Radioactive Waste 213 - Holtec Speeds Up Decommissioning

       Dealing with spent nuclear fuel is a serious problem from nuclear power plant operators across the world. Spent nuclear fuel is filling up the cooling pools at nuclear power station around the U.S. When a reactor reaches the end of its life and needs to be decommissioned, disposing of the spent fuel is a major task. The U.S. government identified Yucca Mountain as the site for a spent fuel repository in 1987 and the U.S. promised to have the repository operating by 1999. However, the funding for the project did not come through until 2002. IN 2009, the project was canceled over environmental and political concerns. The soonest that the U.S. will have a national repository for spent nuclear fuel is now estimated to be 2050.

       Without a national spent fuel repository, the choices have been to shut down a plant and leave the spent fuel in the pool for several decades before removal, shut down the plant and move the fuel to onsite temporary storage in dry casks after a seven year cooling period or shut down the plant and move the spent fuel to an offsite temporary dry cask storage facility after the seven-year cooling period.

       Holtec is a major manufacturer of dry casks for temporary spent fuel storage. They have developed a proprietary neutron absorbing material called Metamic-HT. Metamic-HT is an aluminum boron carbide metal matrix composite. It is used to construct spent fuel baskets for their new line of dry casks. The spent fuel baskets made of Metamic-HT are friction welded which produces superior welds to other techniques. Metamic-HT spent fuel baskets have ten times the thermal conductivity of conventional stainless steel fuel baskets. This permits the spent fuel to be moved from cooling pools after only a two and a half year cooling period as opposed to that current seven-year cooling period that is required before spent fuel is removed from the cooling pool.

      Holtec has just announced that they have developed what they are calling a "proto-prompt" decommissioning process which they claim could be used to decommission a closed nuclear power plant in about five years. This much faster than current decommissioning practices. The new Matamic-HT material is one of the developments that makes the new decommissioning process possible. Holtec said that industry concern over the possibility of loss of water causing zirconium fires in cooling pools at closed nuclear power reactors was one of the motivations for developing the new process to speed up decommissioning.

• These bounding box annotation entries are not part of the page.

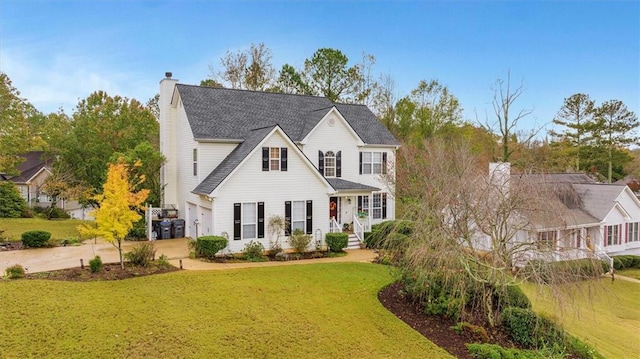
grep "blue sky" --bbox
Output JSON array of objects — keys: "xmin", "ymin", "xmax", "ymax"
[{"xmin": 0, "ymin": 0, "xmax": 640, "ymax": 134}]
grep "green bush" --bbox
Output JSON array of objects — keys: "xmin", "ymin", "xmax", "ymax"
[
  {"xmin": 325, "ymin": 233, "xmax": 349, "ymax": 252},
  {"xmin": 243, "ymin": 241, "xmax": 267, "ymax": 262},
  {"xmin": 44, "ymin": 207, "xmax": 71, "ymax": 219},
  {"xmin": 466, "ymin": 343, "xmax": 549, "ymax": 359},
  {"xmin": 0, "ymin": 181, "xmax": 27, "ymax": 218},
  {"xmin": 158, "ymin": 254, "xmax": 171, "ymax": 268},
  {"xmin": 501, "ymin": 307, "xmax": 565, "ymax": 349},
  {"xmin": 493, "ymin": 285, "xmax": 531, "ymax": 312},
  {"xmin": 196, "ymin": 236, "xmax": 229, "ymax": 259},
  {"xmin": 21, "ymin": 231, "xmax": 51, "ymax": 248},
  {"xmin": 127, "ymin": 219, "xmax": 147, "ymax": 241},
  {"xmin": 289, "ymin": 229, "xmax": 311, "ymax": 253},
  {"xmin": 124, "ymin": 242, "xmax": 156, "ymax": 267},
  {"xmin": 613, "ymin": 255, "xmax": 640, "ymax": 270},
  {"xmin": 4, "ymin": 264, "xmax": 26, "ymax": 279},
  {"xmin": 89, "ymin": 256, "xmax": 103, "ymax": 273},
  {"xmin": 519, "ymin": 258, "xmax": 609, "ymax": 284}
]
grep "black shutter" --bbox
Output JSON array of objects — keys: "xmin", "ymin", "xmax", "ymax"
[
  {"xmin": 258, "ymin": 202, "xmax": 264, "ymax": 238},
  {"xmin": 381, "ymin": 193, "xmax": 387, "ymax": 219},
  {"xmin": 284, "ymin": 201, "xmax": 291, "ymax": 236},
  {"xmin": 262, "ymin": 147, "xmax": 269, "ymax": 171},
  {"xmin": 233, "ymin": 203, "xmax": 242, "ymax": 240},
  {"xmin": 307, "ymin": 200, "xmax": 313, "ymax": 234},
  {"xmin": 382, "ymin": 152, "xmax": 387, "ymax": 175},
  {"xmin": 318, "ymin": 151, "xmax": 324, "ymax": 176},
  {"xmin": 280, "ymin": 147, "xmax": 287, "ymax": 171}
]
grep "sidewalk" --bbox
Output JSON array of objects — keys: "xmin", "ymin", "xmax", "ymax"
[{"xmin": 0, "ymin": 238, "xmax": 376, "ymax": 273}]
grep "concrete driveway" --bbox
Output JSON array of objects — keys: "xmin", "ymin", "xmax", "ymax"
[{"xmin": 0, "ymin": 238, "xmax": 377, "ymax": 274}]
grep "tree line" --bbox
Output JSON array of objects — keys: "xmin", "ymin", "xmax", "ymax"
[{"xmin": 0, "ymin": 43, "xmax": 640, "ymax": 212}]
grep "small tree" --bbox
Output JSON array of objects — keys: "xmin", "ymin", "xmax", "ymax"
[
  {"xmin": 0, "ymin": 182, "xmax": 27, "ymax": 218},
  {"xmin": 78, "ymin": 158, "xmax": 149, "ymax": 268}
]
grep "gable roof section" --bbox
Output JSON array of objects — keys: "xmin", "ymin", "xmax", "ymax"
[
  {"xmin": 176, "ymin": 84, "xmax": 399, "ymax": 146},
  {"xmin": 192, "ymin": 125, "xmax": 331, "ymax": 195},
  {"xmin": 2, "ymin": 151, "xmax": 52, "ymax": 184},
  {"xmin": 573, "ymin": 183, "xmax": 626, "ymax": 221}
]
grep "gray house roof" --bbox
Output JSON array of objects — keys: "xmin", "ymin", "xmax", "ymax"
[
  {"xmin": 176, "ymin": 84, "xmax": 399, "ymax": 146},
  {"xmin": 193, "ymin": 126, "xmax": 275, "ymax": 195},
  {"xmin": 573, "ymin": 183, "xmax": 626, "ymax": 220}
]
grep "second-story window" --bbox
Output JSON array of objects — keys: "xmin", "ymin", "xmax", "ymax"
[
  {"xmin": 262, "ymin": 147, "xmax": 288, "ymax": 171},
  {"xmin": 318, "ymin": 151, "xmax": 342, "ymax": 177},
  {"xmin": 193, "ymin": 148, "xmax": 198, "ymax": 176}
]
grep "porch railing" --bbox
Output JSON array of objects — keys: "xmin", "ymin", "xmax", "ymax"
[
  {"xmin": 595, "ymin": 245, "xmax": 613, "ymax": 273},
  {"xmin": 329, "ymin": 217, "xmax": 342, "ymax": 233}
]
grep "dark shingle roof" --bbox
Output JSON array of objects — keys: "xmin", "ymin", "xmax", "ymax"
[
  {"xmin": 193, "ymin": 126, "xmax": 275, "ymax": 195},
  {"xmin": 176, "ymin": 84, "xmax": 399, "ymax": 146},
  {"xmin": 0, "ymin": 151, "xmax": 52, "ymax": 183},
  {"xmin": 327, "ymin": 178, "xmax": 380, "ymax": 191}
]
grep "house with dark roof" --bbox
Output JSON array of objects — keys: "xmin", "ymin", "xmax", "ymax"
[
  {"xmin": 0, "ymin": 151, "xmax": 52, "ymax": 206},
  {"xmin": 482, "ymin": 163, "xmax": 640, "ymax": 265},
  {"xmin": 159, "ymin": 73, "xmax": 399, "ymax": 252}
]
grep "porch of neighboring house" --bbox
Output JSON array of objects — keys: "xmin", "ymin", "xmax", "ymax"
[
  {"xmin": 329, "ymin": 193, "xmax": 372, "ymax": 249},
  {"xmin": 513, "ymin": 224, "xmax": 613, "ymax": 267}
]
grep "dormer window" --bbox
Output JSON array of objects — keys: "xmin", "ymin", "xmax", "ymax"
[
  {"xmin": 262, "ymin": 147, "xmax": 287, "ymax": 171},
  {"xmin": 318, "ymin": 151, "xmax": 342, "ymax": 177}
]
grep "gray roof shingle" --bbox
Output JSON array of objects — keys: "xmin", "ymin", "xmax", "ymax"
[
  {"xmin": 193, "ymin": 126, "xmax": 275, "ymax": 195},
  {"xmin": 327, "ymin": 178, "xmax": 380, "ymax": 191},
  {"xmin": 176, "ymin": 84, "xmax": 399, "ymax": 146}
]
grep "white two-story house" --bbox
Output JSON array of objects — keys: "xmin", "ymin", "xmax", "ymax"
[{"xmin": 159, "ymin": 73, "xmax": 399, "ymax": 252}]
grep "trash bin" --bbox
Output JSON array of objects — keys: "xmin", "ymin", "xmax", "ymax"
[
  {"xmin": 171, "ymin": 219, "xmax": 185, "ymax": 238},
  {"xmin": 158, "ymin": 221, "xmax": 171, "ymax": 239}
]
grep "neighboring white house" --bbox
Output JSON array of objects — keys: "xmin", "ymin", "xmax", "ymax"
[
  {"xmin": 482, "ymin": 164, "xmax": 640, "ymax": 265},
  {"xmin": 159, "ymin": 73, "xmax": 399, "ymax": 252},
  {"xmin": 0, "ymin": 151, "xmax": 90, "ymax": 219}
]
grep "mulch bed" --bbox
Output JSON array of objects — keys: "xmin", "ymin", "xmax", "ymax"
[
  {"xmin": 26, "ymin": 262, "xmax": 180, "ymax": 282},
  {"xmin": 378, "ymin": 283, "xmax": 513, "ymax": 359}
]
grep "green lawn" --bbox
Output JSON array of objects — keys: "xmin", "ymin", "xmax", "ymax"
[
  {"xmin": 0, "ymin": 263, "xmax": 451, "ymax": 358},
  {"xmin": 524, "ymin": 279, "xmax": 640, "ymax": 358},
  {"xmin": 0, "ymin": 218, "xmax": 89, "ymax": 241},
  {"xmin": 616, "ymin": 268, "xmax": 640, "ymax": 280}
]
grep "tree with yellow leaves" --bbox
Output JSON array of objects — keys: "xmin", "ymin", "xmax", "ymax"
[{"xmin": 78, "ymin": 158, "xmax": 149, "ymax": 268}]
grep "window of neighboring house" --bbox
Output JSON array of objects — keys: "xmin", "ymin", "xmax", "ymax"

        Entergy announced last fall that it was going to decommission the Vermont Yankee nuclear power plant several decades sooner than original estimates. Holtec dry cask technology will be used to speed up the timetable. Holtec has announced that it will submit all necessary documents to the Nuclear Regulatory Commission to secure a permit for an interim storage facility for spent nuclear fuel in New Mexico on land that is being acquired by their partner, ELEA LLC. The HIGH-STORAGE Consolidated Interim Storage Facility will be able to accept spent nuclear fuel retrieved from retired nuclear power reactors.